If you don't want to do that or you're shooting color film, most "professional" photo stores will process (but not print) your film for a fairly decent price.
I think in general you learn a lot more about the art of photography if you're shooting film. Knowing you only have 36 times however many rolls of film you have with you really makes you think about what you're doing each time you press the shutter button as opposed to as you said taking 9,000 shots and keeping 12.
Film cameras sales collapsed as digital cameras improved from 2003- 2006. But, the last generation of film cameras had all the great auto-focus and auto-exposure technology of the digital cameras.
The Nikon N75 is a super-light (plastic) camera with great technology that sells for $50-$80. The more rugged Nikon F100 was "THE" top pro journalist camera in the early 2000s; this solid, high-end camera can be found used for $200-300. Both of these cameras work perfectly with the latest AF and VR lenses form Nikon. The in-lens motor makes the N75 very speedy on new nikon lenses; the powerful camera motor lets the F100 quickly focus non-AFS lenses.
With mail-order developing, you get a high-resolution scan along with the prints. Ironically, film died just as it became "almost" as convenient as digital. If a digital camera costs $800 or $1,200 every three years, that adds up to a lot of film!
Film has two things over digital:
- High dynamic range, non-linear so your highlights aren't blown out as easily.
- 35mm is the equivalent of 25-50m pixels, although equivalence is not really a simple measure.
Tom Stermitz
@balls187: scratch that: 2 of the lenses are pro lenses. The rest of the kit is pedestrian.

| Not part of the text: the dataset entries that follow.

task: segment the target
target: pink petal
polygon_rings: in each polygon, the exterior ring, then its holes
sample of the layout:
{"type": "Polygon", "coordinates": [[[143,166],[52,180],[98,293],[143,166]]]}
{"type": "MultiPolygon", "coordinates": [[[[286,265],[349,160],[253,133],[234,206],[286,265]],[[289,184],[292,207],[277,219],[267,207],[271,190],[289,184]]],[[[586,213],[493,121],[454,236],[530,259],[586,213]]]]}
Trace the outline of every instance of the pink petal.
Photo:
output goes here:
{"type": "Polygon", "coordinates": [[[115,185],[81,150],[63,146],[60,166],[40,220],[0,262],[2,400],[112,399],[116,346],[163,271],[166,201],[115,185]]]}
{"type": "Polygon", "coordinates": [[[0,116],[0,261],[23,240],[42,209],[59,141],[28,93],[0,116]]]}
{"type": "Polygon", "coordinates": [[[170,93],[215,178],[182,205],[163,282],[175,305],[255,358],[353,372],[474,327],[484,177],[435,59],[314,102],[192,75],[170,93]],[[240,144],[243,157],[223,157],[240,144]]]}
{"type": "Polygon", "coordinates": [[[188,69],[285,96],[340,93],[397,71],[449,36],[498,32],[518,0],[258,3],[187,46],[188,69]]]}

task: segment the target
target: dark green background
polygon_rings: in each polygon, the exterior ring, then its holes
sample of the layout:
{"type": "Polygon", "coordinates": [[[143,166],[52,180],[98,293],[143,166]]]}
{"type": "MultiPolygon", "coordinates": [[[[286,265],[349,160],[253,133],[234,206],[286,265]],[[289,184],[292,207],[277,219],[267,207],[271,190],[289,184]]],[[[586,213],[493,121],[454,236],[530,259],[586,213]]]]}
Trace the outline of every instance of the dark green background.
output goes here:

@This website is a good reference for older Nikon gear to anyone wishing to go that route. Just about every kind of pre-autofocus lens is listed there. If anyone's looking into getting a manual-focus Nikon body, it also goes into great detail (with pictures) on of the parts and features of each camera, plus the available accessories.
I paid just a little over $100 for my FE2, then $15-20 for a seal replacement kit. The AI/AI-S lenses cost around $100 each (or less, especially for primes!), and it takes a standard threaded shutter release cable instead of the expensive proprietary ones that newer Nikons use. All of my primes and smaller zoom lenses take 52mm filters, so more savings there. Plus, since it's a low-power camera, I only need to worry about replacing the (tiny) battery every couple of years.
None of those lenses listed in that spread sheet are "pro" lenses. You also notice that while camera bodies drop considerably in value used, lenses do not. So the idea of getting that sweet 70-200 f2.8 IS for much less than $1350 is just a pipe dream.
@Real Cheese Flavor: Exactly. I used to do 35mm B&W in the darkroom but these days I shoot a lot of slides. Developing that is difficult at home.
i can absolutely vouch for this argument. I used to work a used camera store. The owner would buy out an entire old studio, and sell everything individually. By the way he ran things you would think the place would've ran out of business long ago, but the profits kept them alive for a very long time (still). And they rarely deal with digital equipment... most of their stuff is film.
i was the one who posted all the items for sale, and i can say that there was quite the markup on just about everything.